Lawson Park is a remote English Lake District hillfarm, leased by Grizedale Arts (a contemporary art commissioner) from the Forestry Commission. It is situated opposite the village of Coniston overlooking Coniston Water. A major refurbishment by architects Sutherland Hussey in 2007/8/9 has seen the farm transformed into a residency and office base for Grizedale Arts. It now offers live/work residencies to contemporary artists and hosts events and conferences periodically.[1]
Grizedale Arts director Adam Sutherland has furnished the building with a notable collection of works by British designers and manufacturers from 1820 to the present day. Circa 15acres of land around Lawson Park is being returned to productive use as a smallholding, and the gardens, designed by artist & film-maker Karen Guthrie, are open to the public in summer under the National Garden Scheme.

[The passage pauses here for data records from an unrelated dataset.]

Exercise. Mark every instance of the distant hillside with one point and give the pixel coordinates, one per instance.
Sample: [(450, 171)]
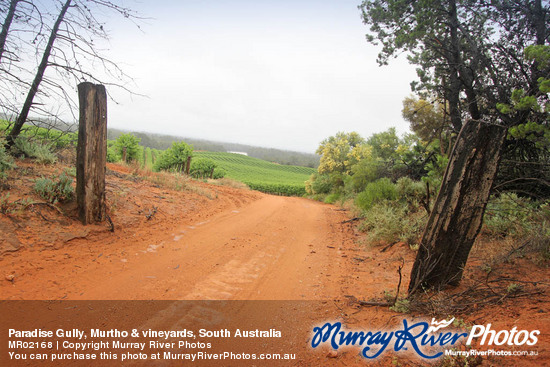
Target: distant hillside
[(158, 141)]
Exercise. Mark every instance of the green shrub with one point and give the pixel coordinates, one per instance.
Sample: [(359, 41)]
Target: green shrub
[(508, 215), (174, 158), (391, 222), (202, 168), (128, 144), (318, 184), (56, 189), (332, 198), (376, 192), (33, 149)]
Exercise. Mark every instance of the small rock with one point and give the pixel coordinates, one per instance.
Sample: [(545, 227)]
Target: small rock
[(332, 354)]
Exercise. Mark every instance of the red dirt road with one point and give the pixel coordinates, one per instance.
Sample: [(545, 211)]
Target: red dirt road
[(274, 248)]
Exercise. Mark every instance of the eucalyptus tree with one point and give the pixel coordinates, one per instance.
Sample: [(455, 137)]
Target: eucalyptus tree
[(470, 54), (57, 44)]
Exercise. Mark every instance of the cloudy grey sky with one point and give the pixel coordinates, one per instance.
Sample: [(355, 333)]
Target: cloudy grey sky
[(282, 74)]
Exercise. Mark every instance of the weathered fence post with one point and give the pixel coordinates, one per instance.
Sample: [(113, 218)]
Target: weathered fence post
[(91, 153), (188, 165)]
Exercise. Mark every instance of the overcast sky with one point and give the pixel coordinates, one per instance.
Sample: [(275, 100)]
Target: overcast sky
[(283, 74)]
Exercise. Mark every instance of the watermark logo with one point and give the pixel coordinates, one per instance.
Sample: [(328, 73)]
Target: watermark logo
[(420, 337)]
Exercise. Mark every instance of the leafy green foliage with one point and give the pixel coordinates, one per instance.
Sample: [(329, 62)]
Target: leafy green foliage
[(55, 189), (318, 184), (174, 158), (40, 151), (52, 137), (376, 192), (261, 175), (426, 118), (202, 168), (127, 145), (392, 221), (340, 152)]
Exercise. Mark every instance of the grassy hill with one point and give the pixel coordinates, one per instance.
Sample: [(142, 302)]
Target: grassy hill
[(261, 175)]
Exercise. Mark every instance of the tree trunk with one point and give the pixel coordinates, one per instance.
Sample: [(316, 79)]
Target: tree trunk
[(91, 153), (6, 26), (458, 211), (24, 114)]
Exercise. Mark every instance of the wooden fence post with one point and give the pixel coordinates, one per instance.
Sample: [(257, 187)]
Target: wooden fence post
[(188, 165), (91, 153)]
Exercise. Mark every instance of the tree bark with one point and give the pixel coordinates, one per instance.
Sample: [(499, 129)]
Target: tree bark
[(458, 211), (6, 26), (91, 153), (188, 165), (24, 114)]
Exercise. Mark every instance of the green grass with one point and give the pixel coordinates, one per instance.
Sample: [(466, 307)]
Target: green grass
[(261, 175)]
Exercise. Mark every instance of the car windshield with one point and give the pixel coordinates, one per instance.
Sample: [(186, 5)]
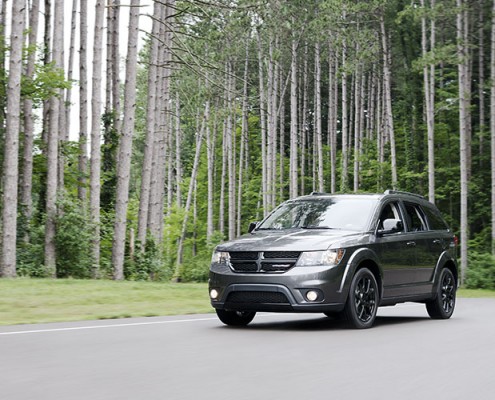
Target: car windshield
[(322, 213)]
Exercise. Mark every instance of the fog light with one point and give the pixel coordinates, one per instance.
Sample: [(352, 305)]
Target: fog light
[(312, 295)]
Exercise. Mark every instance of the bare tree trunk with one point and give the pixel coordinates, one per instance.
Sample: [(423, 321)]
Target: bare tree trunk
[(492, 122), (83, 102), (178, 152), (124, 160), (52, 149), (70, 68), (293, 180), (345, 157), (264, 168), (231, 152), (481, 81), (210, 144), (463, 137), (244, 140), (332, 118), (11, 166), (318, 128), (303, 119), (95, 163), (194, 172), (429, 81), (389, 122), (151, 111), (27, 172)]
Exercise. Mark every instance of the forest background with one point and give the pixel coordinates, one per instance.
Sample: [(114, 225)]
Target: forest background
[(228, 109)]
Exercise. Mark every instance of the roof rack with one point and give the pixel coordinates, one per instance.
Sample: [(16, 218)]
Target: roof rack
[(318, 194), (388, 191)]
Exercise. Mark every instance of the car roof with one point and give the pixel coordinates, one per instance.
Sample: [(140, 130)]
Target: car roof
[(377, 196)]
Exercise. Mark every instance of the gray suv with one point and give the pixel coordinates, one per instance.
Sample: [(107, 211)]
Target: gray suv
[(341, 255)]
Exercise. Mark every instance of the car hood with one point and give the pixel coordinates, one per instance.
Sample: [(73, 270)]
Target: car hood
[(293, 240)]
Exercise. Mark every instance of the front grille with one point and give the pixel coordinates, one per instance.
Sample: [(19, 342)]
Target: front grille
[(282, 254), (244, 255), (244, 266), (257, 297), (263, 262), (276, 267)]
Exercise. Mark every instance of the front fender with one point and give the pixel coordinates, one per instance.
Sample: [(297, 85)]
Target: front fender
[(357, 258)]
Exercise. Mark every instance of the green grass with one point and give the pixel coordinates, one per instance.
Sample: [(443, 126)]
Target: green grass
[(472, 293), (29, 301), (25, 301)]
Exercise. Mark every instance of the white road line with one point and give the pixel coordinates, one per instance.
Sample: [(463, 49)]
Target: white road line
[(78, 328)]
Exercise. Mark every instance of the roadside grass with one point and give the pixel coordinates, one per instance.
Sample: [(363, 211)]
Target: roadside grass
[(31, 301)]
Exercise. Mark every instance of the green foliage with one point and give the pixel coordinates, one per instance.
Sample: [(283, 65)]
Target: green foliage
[(73, 239), (481, 271), (47, 82), (30, 254), (109, 161)]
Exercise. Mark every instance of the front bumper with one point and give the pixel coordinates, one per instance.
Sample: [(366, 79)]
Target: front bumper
[(281, 292)]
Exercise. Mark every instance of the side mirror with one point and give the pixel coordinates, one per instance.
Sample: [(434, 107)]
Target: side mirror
[(252, 226), (391, 226)]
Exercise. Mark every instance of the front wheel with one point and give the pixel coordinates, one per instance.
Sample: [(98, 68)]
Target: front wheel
[(235, 318), (442, 306), (362, 302)]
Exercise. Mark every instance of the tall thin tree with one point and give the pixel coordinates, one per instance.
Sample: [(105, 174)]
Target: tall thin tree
[(124, 159), (11, 167)]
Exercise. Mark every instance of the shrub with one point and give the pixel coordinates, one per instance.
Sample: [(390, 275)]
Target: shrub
[(481, 271)]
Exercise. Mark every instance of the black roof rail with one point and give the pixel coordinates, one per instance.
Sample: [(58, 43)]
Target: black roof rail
[(388, 191), (318, 194)]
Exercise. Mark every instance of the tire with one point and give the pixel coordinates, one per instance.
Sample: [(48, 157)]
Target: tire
[(362, 302), (235, 318), (442, 306)]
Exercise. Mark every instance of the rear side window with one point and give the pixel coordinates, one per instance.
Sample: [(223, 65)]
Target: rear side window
[(415, 218), (435, 221)]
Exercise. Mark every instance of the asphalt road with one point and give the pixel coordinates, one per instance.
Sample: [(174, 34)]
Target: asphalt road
[(279, 356)]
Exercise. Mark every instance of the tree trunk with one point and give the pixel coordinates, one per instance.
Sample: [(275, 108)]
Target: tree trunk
[(83, 102), (318, 128), (194, 172), (125, 149), (27, 173), (151, 111), (463, 136), (293, 180), (264, 167), (95, 163), (345, 157), (52, 149), (389, 122), (492, 122), (11, 167)]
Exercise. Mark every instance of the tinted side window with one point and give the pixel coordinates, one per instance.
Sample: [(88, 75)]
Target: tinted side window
[(435, 221), (389, 211), (415, 219)]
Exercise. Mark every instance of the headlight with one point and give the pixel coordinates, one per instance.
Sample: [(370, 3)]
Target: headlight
[(327, 257), (220, 257)]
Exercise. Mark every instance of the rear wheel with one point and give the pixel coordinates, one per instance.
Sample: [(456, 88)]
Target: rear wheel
[(362, 302), (235, 318), (442, 306)]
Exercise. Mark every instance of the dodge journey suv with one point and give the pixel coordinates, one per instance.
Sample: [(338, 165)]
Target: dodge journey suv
[(341, 255)]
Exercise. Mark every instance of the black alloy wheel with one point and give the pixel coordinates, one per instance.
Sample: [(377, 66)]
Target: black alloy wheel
[(362, 302), (442, 306), (235, 318)]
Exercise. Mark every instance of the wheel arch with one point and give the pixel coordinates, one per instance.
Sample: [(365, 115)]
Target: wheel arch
[(362, 258)]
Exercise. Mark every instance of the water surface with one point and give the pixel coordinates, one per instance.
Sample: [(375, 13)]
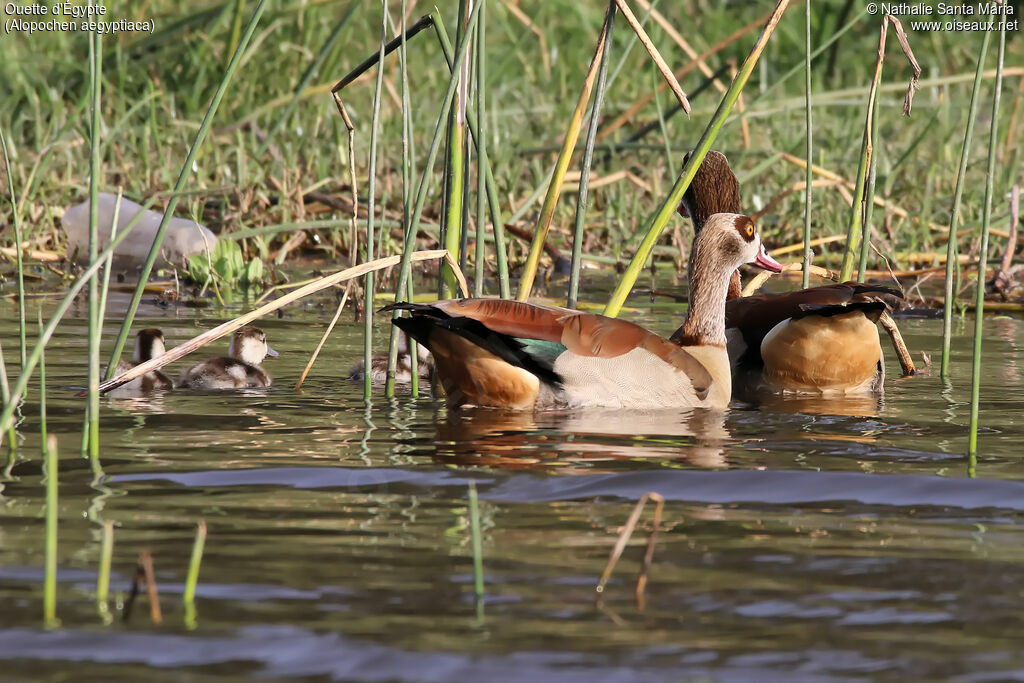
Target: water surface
[(803, 540)]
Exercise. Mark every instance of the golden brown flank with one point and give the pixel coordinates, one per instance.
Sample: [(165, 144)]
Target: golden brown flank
[(827, 341)]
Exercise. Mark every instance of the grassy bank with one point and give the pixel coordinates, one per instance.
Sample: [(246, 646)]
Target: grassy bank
[(278, 156)]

The farm was first recorded under the ownership of the Cistercian Furness Abbey (Barrow-in-Furness) in the 13th century, when it was used as a base for charcoal-burning. After deforestation of the surrounding land in the late medieval period, the farm was used by a succession of tenant sheep-farmers. In the late 19th century Victorian polymath John Ruskin - who lived in nearby Brantwood - purchased the farmhouse and land. After Ruskin's death the farm was tenanted by various families until the Taylforth family ended farming in the 1950s. The buildings were used as a student hostel until the late 1980s.